The Province

Less enabling needed to battle B.C.’s drug crisis

- Gordon Clark gclark@postmedia.com

Here we are in the biggest fatal overdose epidemic in B.C. history and what’s top of mind for the province’s addiction treatment experts? The need to “destigmati­ze” addiction. In fact, let’s not even call the taking of deadly illegal drugs an “addiction” or “drug abuse” any more, they tell us. We’re supposed to call addicts “patients” with a “substance-use disorder.”

Excuse me if I don’t buy the nicey-nicey language. And I doubt if most people who live in the real world and who have to pay millions of dollars in taxes for all these latest trendy approaches to drug addiction do, either.

It’s not that I don’t appreciate the need to treat drug addicts humanely. I have a family member — a middle-class family man with a good job — who took crack once in middle age and then destroyed every aspect of his life trying to get his next hit. I understand that addiction can strike all kinds of people.

But having compassion for those in the grips of addiction doesn’t mean we should, as a society, normalize such self-destructiv­e behaviour — with the damage rippling out to addicts’ family and friends — by pretending that a drug user is just another patient in need of medical care.
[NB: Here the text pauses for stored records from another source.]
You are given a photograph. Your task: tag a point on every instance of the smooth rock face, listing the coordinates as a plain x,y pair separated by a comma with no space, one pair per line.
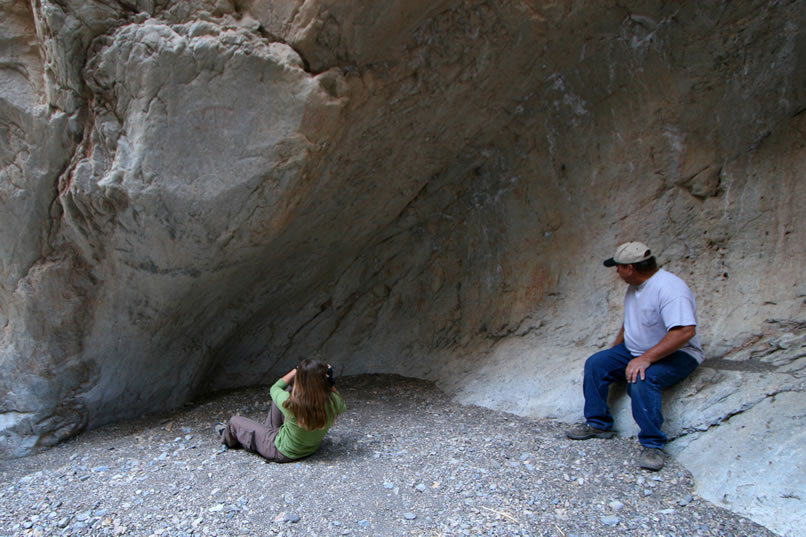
194,195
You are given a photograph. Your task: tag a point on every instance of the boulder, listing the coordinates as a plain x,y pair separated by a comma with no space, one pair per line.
194,195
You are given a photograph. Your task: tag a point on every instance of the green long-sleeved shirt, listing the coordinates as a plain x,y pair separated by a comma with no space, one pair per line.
293,441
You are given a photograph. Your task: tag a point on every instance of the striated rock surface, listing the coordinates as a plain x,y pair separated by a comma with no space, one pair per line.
193,195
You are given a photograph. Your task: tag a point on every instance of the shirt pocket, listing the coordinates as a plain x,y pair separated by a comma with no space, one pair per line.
650,317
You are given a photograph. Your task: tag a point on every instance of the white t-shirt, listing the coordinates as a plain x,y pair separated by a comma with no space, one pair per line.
651,309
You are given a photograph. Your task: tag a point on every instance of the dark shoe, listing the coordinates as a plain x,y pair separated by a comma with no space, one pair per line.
652,459
583,431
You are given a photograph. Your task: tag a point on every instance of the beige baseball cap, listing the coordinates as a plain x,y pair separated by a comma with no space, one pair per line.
629,252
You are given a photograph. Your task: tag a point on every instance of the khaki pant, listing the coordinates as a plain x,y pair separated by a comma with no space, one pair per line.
250,435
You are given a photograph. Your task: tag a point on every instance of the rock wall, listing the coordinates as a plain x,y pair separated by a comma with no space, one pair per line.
195,194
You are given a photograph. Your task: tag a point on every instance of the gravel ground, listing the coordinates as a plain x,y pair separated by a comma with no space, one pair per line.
404,460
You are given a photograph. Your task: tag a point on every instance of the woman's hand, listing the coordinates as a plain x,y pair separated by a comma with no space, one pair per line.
288,377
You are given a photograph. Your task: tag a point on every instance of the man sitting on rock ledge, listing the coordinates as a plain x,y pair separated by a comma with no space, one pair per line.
656,347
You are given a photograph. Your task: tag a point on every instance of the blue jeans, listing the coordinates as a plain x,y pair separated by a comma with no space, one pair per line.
610,365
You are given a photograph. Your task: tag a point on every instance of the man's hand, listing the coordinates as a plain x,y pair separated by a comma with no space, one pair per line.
637,368
671,342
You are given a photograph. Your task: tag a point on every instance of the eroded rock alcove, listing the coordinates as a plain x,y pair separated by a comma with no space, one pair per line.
194,195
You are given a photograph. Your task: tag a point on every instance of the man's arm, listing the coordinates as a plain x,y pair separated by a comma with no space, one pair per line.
673,341
619,337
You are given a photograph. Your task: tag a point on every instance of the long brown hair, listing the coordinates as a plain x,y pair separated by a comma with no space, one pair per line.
310,398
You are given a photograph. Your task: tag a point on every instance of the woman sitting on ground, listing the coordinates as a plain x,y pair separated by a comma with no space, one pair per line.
297,421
Nor do I support ever-increasing expensive government-funded programs to enable people to selfharm by taking more drugs, especially without enough aggressive programs to help them get clean.
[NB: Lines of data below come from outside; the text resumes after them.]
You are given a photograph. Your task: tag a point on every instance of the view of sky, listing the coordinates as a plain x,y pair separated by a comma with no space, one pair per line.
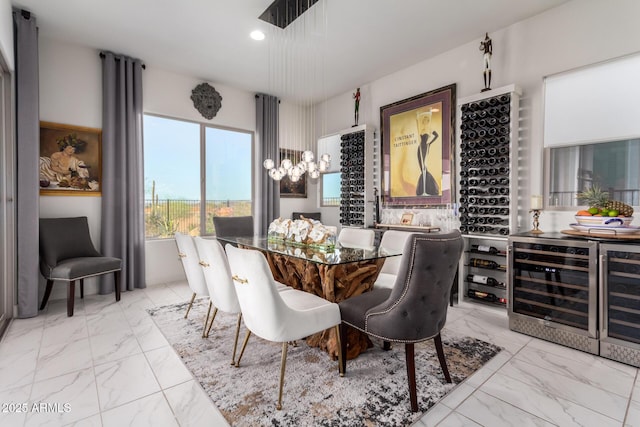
172,160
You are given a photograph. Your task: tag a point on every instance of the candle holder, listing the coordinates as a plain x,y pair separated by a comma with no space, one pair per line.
536,222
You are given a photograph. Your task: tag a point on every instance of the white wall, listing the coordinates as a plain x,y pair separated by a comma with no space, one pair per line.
577,33
6,33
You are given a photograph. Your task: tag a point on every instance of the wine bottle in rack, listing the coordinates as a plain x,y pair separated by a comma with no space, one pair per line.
485,296
486,249
486,263
485,280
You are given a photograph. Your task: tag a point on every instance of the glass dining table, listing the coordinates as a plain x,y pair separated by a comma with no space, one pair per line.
333,273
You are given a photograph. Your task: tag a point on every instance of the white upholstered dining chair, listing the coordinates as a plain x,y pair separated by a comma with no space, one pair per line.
217,275
272,315
188,254
392,242
356,238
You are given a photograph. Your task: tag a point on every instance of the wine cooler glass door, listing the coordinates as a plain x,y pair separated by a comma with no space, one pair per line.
621,292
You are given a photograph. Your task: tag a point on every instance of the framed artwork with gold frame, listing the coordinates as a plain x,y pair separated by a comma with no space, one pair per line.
70,160
407,219
417,137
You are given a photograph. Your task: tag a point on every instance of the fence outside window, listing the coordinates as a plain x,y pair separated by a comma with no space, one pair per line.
164,217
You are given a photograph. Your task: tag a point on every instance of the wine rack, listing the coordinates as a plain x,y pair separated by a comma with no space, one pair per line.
553,290
620,303
484,266
356,182
488,162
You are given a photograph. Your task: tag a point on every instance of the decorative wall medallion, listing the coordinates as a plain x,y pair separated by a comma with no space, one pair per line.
207,100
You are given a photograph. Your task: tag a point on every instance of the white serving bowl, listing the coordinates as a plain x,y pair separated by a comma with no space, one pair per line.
604,221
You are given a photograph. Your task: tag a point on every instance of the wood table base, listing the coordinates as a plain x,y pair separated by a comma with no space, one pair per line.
335,283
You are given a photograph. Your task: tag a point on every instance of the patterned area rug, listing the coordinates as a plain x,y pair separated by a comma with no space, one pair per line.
373,393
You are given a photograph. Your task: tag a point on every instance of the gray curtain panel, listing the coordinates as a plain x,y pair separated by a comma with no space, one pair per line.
267,112
122,169
27,155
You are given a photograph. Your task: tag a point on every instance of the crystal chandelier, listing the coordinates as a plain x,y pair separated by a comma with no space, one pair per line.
295,171
295,60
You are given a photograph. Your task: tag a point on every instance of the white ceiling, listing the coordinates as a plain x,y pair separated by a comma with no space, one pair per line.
209,39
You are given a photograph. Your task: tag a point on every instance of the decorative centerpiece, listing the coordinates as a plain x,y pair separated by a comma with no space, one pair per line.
602,212
304,232
602,208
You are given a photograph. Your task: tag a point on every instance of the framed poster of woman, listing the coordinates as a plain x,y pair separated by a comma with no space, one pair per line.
417,147
70,160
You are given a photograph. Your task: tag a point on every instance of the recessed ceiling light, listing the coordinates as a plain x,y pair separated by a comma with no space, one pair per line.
257,35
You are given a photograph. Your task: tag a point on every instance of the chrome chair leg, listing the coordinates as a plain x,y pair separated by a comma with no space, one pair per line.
283,364
193,297
213,317
244,345
340,365
206,320
235,341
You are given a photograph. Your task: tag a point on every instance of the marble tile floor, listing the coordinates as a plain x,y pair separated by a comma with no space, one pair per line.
109,365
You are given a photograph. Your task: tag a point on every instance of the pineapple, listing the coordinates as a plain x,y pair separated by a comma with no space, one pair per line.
595,197
622,208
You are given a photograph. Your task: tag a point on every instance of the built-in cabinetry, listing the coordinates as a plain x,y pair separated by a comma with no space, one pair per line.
584,294
487,199
553,289
357,207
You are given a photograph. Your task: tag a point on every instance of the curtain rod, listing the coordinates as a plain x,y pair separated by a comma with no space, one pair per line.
102,55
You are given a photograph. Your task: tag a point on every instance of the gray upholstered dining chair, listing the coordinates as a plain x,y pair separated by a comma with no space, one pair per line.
67,255
415,309
233,226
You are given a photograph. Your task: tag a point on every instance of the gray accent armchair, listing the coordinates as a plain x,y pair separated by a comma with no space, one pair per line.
67,254
233,226
415,309
309,215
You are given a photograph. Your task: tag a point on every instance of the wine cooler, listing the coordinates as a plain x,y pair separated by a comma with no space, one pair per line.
620,302
356,183
553,289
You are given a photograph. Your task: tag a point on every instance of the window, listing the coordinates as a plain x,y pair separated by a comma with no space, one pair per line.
184,161
330,188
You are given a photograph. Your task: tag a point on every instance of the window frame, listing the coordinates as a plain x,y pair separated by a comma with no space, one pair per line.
202,164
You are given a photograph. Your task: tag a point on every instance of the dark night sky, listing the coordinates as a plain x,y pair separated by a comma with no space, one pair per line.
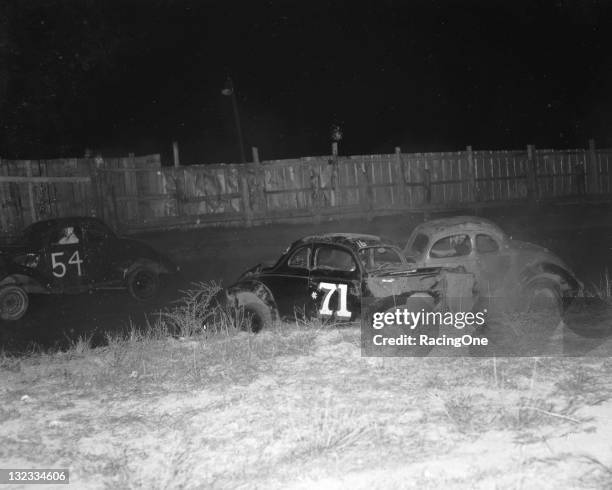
121,76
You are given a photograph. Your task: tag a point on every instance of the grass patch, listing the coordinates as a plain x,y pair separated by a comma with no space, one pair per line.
171,406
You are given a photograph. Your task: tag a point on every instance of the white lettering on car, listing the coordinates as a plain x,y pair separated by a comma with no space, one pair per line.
331,288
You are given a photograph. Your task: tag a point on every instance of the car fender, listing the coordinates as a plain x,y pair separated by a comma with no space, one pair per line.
153,265
251,291
553,272
27,283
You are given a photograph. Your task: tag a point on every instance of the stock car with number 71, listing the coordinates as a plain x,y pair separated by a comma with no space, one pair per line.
336,276
74,255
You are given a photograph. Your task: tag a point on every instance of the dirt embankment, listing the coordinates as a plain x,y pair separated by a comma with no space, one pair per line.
298,408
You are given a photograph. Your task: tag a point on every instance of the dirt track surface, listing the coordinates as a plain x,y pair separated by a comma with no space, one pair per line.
169,414
581,236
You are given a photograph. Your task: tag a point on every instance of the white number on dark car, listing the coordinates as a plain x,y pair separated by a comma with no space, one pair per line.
331,288
59,267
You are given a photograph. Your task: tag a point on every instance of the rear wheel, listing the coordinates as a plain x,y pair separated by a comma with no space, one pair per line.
143,284
543,295
13,303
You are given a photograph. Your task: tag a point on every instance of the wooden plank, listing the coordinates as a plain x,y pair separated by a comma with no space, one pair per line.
44,179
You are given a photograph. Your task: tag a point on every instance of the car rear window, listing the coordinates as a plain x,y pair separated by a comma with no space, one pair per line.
451,246
419,244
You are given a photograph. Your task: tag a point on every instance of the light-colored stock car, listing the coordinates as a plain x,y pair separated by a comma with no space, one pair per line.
520,274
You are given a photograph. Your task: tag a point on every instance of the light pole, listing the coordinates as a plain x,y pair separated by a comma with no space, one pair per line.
229,91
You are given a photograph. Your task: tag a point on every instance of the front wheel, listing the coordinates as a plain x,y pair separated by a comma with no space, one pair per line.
13,303
143,284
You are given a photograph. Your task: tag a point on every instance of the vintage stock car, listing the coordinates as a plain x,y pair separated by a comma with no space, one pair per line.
335,276
519,273
74,255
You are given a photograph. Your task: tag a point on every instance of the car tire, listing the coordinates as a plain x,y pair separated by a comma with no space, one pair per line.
143,284
257,317
543,295
412,303
14,303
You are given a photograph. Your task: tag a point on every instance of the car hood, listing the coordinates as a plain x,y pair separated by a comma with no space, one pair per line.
9,251
532,250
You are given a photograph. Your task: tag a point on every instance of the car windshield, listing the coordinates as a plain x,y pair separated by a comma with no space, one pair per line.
374,258
417,245
34,234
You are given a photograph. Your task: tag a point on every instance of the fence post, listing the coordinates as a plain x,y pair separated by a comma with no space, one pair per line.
31,191
473,194
365,190
255,152
246,198
399,178
333,174
175,154
95,189
532,178
593,170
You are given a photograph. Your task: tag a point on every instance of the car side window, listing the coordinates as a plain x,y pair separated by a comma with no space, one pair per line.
300,258
486,244
330,258
451,246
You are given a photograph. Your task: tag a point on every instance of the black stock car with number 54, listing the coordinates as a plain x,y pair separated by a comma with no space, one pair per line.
334,276
74,255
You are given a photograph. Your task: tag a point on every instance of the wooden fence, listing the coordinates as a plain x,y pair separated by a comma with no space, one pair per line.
137,193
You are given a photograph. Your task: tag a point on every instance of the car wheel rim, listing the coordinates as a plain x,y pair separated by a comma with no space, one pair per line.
144,284
544,299
253,322
12,304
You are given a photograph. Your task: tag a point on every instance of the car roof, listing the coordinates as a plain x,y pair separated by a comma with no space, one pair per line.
355,241
60,221
458,223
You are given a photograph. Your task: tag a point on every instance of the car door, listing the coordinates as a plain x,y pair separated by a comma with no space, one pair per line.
101,254
493,262
288,282
335,283
64,258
If you want to spend tax dollars on addicts, I’d rather see it go toward detox and recovery programs instead of more needle exchanges, safe-injection sites and new ways to keep addicts hooked, like recent proposals to give out free heroin.

We’ve been trying these programs in B.C. for years and what do we get? The highest number of fatal ODs ever — human misery on top of even more human misery.

While drug use is generally falling in Canada, at least until 2012, the last year for which we have numbers, B.C. drug use is consistent­ly higher. Could this province’s lenient approach to drug use not be a factor?

Just more than half of B.C.’s population aged 15 and older (50.6 per cent) have tried at least one illegal drug during their lives, well above the national average of 43.2 per cent or the 38.7 per cent of people in New Brunswick, according to Statistics Canada’s Canadian Alcohol and Drug Use Monitoring Survey (CADUMS).

The percentage of British Columbians who had used one of six drugs in the past year — cannabis, cocaine/crack, speed, ecstasy, hallucinog­ens, heroin — was 13.9 per cent, a third higher than the national average of 10.6 per cent. Excluding cannabis, about 2.7 per cent of B.C. residents had used hard drugs in the past year, 35 per cent higher than the two-per-cent national average.

As well, a staggering 21.6 per cent of British Columbians aged 15 and above have used one of the five hard drugs during their lives, compared to the national average of 15.4 per cent. It’s clear we have a drug problem in B.C.

About the only public official who has made sense lately is Chief Coroner Lisa Lapointe, who told B.C. residents to “avoid experiment­ation and the casual use of illicit drugs,” given the record number of 914 overdose deaths in B.C. last year due to the fentanyl crisis.

“The risks are now unmanageab­le,” she said in a news release.

Is that too stigmatizi­ng? Or is it just the tough good advice that drug users need to hear?

I’ve volunteere­d for many years in minor hockey and other youth sports where we have a zero-tolerance policy on drugs. Parents, generally, also take that approach, as do employers. So why doesn’t government? Why is there this fear to judge those who are killing themselves and bringing such harm to their family, most significan­tly their children?

We need to get out the message that if you do drugs, you will have a short, lousy, unaccompli­shed life and then be forgotten. The brutal truth in all of this is that for most people watching the unfolding drug epidemic, drug deaths aren’t a tragedy. They are seen for what they are — self-inflicted harm and the natural consequenc­e of terrible personal decisions.

If we want to stop the terrible loss of life to drug abuse in B.C., not to mention the terrible loss in human potential from drug use, maybe it’s time for a little more stigma. Instead of enabling drug use, government programs should focus on aggressive treatment.

Without a change of policy, we’re kidding ourselves if we don’t think the carnage will continue.